The woman at Indiana’s Department of Natural Resources tried to reassure me that capturing an injured red-tailed hawk was doable.

Photo from therockpile.com
Get a box, a towel and a pair of thick gloves, she said. Throw the towel over its head so it can’t see. Pick it up from behind and put it in the box.
From behind?
“You don’t want its talons to get you. Hold it away from your body.”
A moment of silence followed while I regarded the curved claws on the bird, picturing how easily they’d pierce flesh. She heard my hesitation.
“It’s really not that hard,” she said into the phone.
As the bird glared at me, I noticed the sharp tip on his beak, used to rip bloody chunks of flesh from prey. The notion of grappling with this predator looked risky.
The hawk and I were just off Interstate 65 in Gary, Indiana. Mention this town to anyone who doesn’t live here and they’re likely to think of steel mills belching pollution or a deserted downtown of boarded-up, graffitied buildings. They wouldn’t be wrong, but there’s more to the place than that.
There’s a surprising amount of still natural land. Patches of open prairie, forests and dunes stretch in a series of local and national parks along Lake Michigan from Chicago to Indiana’s western boundary and beyond. In my neighborhood abutting one of these parks (and often in my yard), it’s common to see deer, coyotes, sand hill cranes and occasionally even an elusive fox.
Red-tailed hawks are common, too, typically circling high above the trees. This one, however, had perched on a guard rail along the highway just before an exit. He was impossible to miss – maybe 15 inches tall, as big around as my cat. His back was turned to the traffic as if he wouldn’t deign to acknowledge it. His bearing exuded invincibility. You couldn’t tell he had an injury that amounted to a death sentence.

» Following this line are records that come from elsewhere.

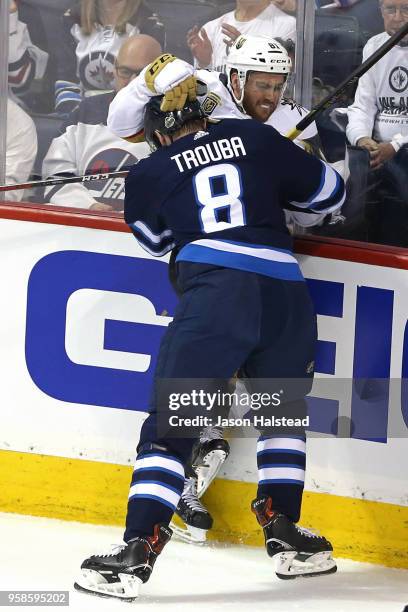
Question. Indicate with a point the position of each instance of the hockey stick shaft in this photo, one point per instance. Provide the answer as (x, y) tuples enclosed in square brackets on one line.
[(87, 178), (350, 80)]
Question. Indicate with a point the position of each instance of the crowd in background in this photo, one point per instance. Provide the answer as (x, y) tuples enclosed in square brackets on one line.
[(68, 58)]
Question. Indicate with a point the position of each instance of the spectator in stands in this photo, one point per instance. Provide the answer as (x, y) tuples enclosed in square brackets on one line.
[(95, 30), (87, 146), (287, 6), (21, 148), (378, 122), (209, 45), (27, 63)]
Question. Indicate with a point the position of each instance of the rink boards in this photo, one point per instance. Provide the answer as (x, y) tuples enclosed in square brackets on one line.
[(82, 312)]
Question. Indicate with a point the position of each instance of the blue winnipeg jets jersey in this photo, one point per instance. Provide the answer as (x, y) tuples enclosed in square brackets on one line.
[(219, 196)]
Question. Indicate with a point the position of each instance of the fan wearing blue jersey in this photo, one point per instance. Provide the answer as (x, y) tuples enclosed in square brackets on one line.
[(211, 190)]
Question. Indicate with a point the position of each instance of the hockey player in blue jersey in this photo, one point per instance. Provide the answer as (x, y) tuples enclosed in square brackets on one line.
[(218, 192), (257, 71)]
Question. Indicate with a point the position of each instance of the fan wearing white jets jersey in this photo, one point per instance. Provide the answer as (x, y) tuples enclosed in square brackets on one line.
[(378, 122)]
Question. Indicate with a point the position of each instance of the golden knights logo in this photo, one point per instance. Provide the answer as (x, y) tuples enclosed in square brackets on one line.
[(240, 42), (399, 79), (210, 103)]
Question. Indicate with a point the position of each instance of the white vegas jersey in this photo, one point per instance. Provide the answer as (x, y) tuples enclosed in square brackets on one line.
[(380, 107), (271, 23), (126, 111)]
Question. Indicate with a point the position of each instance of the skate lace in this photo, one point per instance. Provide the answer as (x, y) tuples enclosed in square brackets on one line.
[(189, 495), (211, 433), (309, 533), (114, 550)]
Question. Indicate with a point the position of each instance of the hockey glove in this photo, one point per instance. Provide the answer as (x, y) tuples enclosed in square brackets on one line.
[(174, 78)]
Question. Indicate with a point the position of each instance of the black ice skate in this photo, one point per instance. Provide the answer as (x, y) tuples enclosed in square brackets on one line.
[(121, 572), (298, 552), (208, 456), (192, 520)]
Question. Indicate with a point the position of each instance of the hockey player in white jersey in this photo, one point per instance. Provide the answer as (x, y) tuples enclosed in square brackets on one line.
[(253, 87)]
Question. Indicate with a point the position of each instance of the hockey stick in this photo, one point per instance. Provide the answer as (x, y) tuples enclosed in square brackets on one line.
[(350, 80), (66, 180)]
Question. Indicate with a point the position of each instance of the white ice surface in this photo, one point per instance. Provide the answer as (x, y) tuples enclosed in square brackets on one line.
[(38, 553)]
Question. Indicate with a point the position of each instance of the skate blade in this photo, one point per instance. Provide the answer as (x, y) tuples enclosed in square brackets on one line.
[(187, 533), (126, 589), (208, 470), (291, 565)]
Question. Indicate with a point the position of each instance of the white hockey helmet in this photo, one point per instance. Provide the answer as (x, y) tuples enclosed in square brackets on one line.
[(256, 53)]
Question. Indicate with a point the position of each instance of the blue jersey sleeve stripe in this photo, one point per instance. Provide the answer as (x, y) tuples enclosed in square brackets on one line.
[(148, 234)]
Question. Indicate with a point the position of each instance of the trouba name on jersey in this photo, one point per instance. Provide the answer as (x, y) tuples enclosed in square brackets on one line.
[(225, 148)]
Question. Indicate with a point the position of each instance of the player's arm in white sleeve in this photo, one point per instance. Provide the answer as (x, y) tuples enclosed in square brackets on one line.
[(26, 62), (167, 74), (60, 160), (21, 148), (308, 186), (361, 114)]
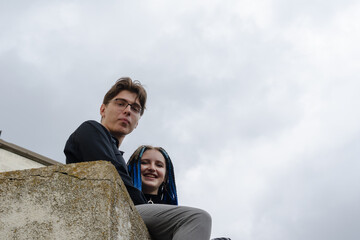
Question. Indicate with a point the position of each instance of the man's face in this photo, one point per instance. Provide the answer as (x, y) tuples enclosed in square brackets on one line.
[(118, 120)]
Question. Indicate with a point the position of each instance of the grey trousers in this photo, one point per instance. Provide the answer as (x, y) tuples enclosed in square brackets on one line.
[(166, 222)]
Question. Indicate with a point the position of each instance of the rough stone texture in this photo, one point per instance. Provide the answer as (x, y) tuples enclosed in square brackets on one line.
[(75, 201)]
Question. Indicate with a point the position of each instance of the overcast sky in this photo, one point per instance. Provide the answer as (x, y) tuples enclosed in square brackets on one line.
[(256, 101)]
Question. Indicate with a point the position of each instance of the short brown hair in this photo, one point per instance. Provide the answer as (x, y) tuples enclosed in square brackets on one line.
[(126, 83)]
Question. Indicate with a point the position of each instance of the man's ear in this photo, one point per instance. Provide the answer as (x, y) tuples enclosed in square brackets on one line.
[(102, 110)]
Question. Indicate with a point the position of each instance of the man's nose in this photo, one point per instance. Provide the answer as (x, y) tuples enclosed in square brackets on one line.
[(152, 167)]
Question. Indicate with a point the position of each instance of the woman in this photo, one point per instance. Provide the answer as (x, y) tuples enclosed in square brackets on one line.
[(153, 173)]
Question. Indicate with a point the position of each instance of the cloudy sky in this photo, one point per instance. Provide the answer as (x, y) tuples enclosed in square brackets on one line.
[(256, 101)]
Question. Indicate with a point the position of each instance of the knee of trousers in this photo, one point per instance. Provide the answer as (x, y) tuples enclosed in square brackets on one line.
[(201, 216)]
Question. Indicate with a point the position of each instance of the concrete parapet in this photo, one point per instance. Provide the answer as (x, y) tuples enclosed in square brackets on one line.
[(76, 201)]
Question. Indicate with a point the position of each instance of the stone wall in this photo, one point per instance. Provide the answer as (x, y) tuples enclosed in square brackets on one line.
[(75, 201)]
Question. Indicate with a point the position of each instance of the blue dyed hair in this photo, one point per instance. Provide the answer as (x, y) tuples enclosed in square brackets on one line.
[(167, 192)]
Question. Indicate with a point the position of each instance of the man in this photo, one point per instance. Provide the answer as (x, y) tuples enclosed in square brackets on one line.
[(122, 107)]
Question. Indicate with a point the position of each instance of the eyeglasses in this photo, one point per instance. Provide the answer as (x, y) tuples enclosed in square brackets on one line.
[(122, 104)]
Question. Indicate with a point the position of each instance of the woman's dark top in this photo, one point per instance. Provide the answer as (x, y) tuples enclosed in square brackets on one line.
[(92, 142)]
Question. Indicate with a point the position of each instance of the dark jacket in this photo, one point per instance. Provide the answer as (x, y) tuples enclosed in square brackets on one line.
[(92, 142)]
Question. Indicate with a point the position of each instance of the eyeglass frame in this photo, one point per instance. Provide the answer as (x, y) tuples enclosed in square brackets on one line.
[(126, 104)]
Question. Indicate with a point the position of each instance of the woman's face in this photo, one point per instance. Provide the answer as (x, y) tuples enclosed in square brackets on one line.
[(153, 170)]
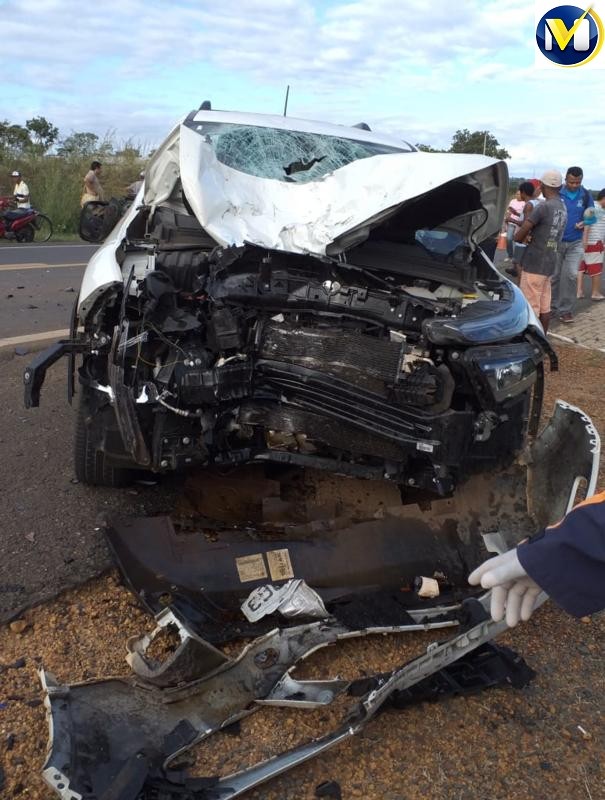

I pulled my car onto the shoulder and edged it closer, hoping to gawk at him for a minute.
His head swiveled. He saw the car creeping up and tried to fly away. I could see that half of one wing was almost broken off and hanging limply. He couldn’t gain altitude or get far. He landed about five feet below the guard rail on the downward slope of a weedy berm.
Now that he was on the ground away from the busy highway, he was even more vulnerable to predators – raccoons, foxes, great horned owls. I’d made his bad situation worse.
After talking with the woman at DNR, I drove home and assembled the recommended equipment: a cardboard box, a cat bed to cushion the bird, a large beach towel, a pair of leather gloves and a pair of insulated barbecue gloves to put over those.
He hadn’t moved when I returned 25 minutes later. I put the box with the cat bed in it on the ground, donned the two pairs of gloves, unfolded the towel and slowly advanced on him from behind.
Again, his head swiveled. He turned his body to face me. With each step I took, his unbroken wing lifted higher, his feathers puffed further out and his beak opened wider in warning. It felt like he was daring me to look down his gullet. I imagined being a small animal struggling under his talons as that sharp point lowered towards its meal.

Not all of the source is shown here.